Monday, July 25, 2016

Moroni

Moroni chapters 4 and 5 contain the sacrament prayers as does Doctrine and Covenants 20 verses 77 and 79.  I guess I have never thought through that perhaps Joseph Smith got the exact wording from there.  It made me think of the many gems contained in Moroni's writing and how much we now benefit from his words.  When I read Moroni chapter 1, it seems to me that his writings were the purpose for which he was alive.  I wonder if he ever wished for the misery to end.  I mean, I know he writes that he is avoiding being killed by the Lamanites, but I can't help but think that would be a crushingly hard trial.  He is alone and in peril from the Lamanites.  He watched his countrymen and family wiped out, and yet he writes for the benefit of the people who committed those deeds--or their descendants at least.
"Wherefore, I write a few more things, contrary to that which I had supposed; for I had supposed not to have written any more; but I write a few more things, that perhaps they may be of worth unto my brethren, the Lamanites, in some future day, according to the will of the Lord." Moroni 1:4
I don't think I can express in words the effect Moroni's example has on me, or I should say, that I hope I can always remember this feeling of awe and let Moroni's example strengthen my resolve to bear up under my trials a little better and to see the world and the future with a more hopeful heart.

Saturday, January 9, 2016

They Slept on Their Swords

Ether 13-15 tells of the destruction of the Jaredite people.  Actually, when I write it that way, it doesn't seem correct.  It makes it sound as though the Jaredite people are destroyed by something other than themselves.  The fact is that they fought and fought through warnings and prophecies until there was only Coriantumr left alive.
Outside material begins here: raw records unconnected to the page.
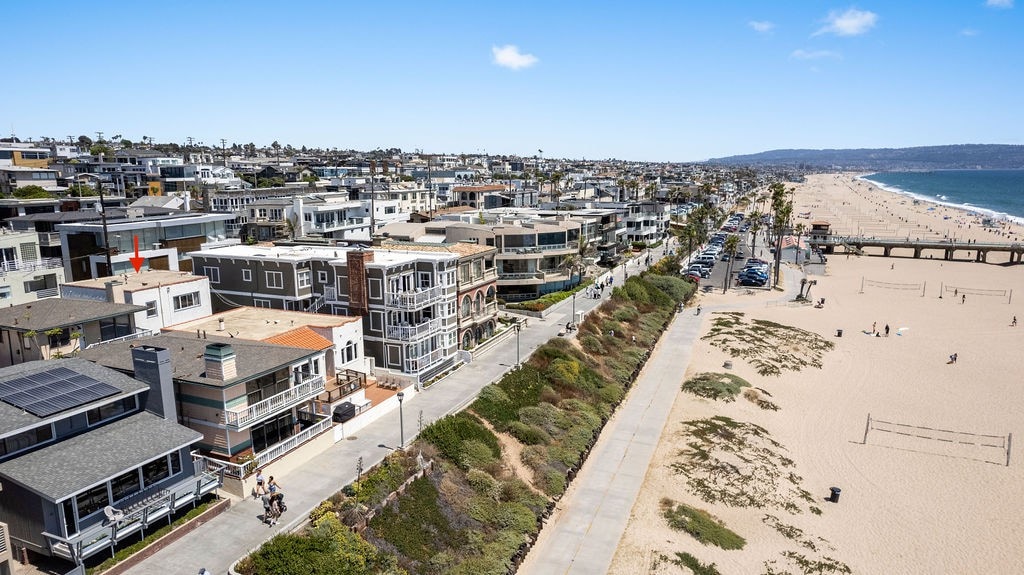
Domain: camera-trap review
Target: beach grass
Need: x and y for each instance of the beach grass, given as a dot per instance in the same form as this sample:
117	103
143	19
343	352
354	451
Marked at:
768	346
701	525
694	565
723	387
These chapters tell of battles wherein victory is won by one side and then the other.  Back and forth.  The wars so destructive and constant that they stopped taking time to pause and bury the dead.  They simply gave chase and fought some more.
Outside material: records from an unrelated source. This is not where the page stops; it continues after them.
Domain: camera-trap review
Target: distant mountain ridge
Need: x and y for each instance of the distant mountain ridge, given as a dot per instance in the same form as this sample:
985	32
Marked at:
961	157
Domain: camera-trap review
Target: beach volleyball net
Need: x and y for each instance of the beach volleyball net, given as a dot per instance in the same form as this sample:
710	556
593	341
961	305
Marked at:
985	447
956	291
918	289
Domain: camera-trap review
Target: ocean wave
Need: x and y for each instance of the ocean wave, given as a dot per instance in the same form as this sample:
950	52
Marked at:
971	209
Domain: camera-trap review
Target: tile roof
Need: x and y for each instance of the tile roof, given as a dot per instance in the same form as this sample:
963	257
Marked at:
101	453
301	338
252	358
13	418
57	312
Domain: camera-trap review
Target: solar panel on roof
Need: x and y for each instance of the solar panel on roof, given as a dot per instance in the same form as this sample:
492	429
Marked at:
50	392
It occurs to me that this can be seen as a parallel of my life at times.  Of course I am not in a war or shedding blood, but Heavenly Father has given me instructions, commandments, and personal revelation about what I should be doing to stay close to Him.  Often my days are filled with busyness that does not include enough of those wonderful things which he expects me to do.  Those things would give me joy.  Those things would save me.  I hope that I am not as bad as the Jaradites I just read about in these chapters, but I think sometimes by pursuing the wrong things with too much haste and vigor I am hurrying towards unhappiness.  Those people became lost in all the destruction.  They didn't stop to think.  They fought, slept on their swords, and awoke to fight again.  Maybe one of the reasons I have been having trouble sleeping is because I am "sleeping on my sword" and not allowing my mind to calm and put my trust in my Father in Heaven.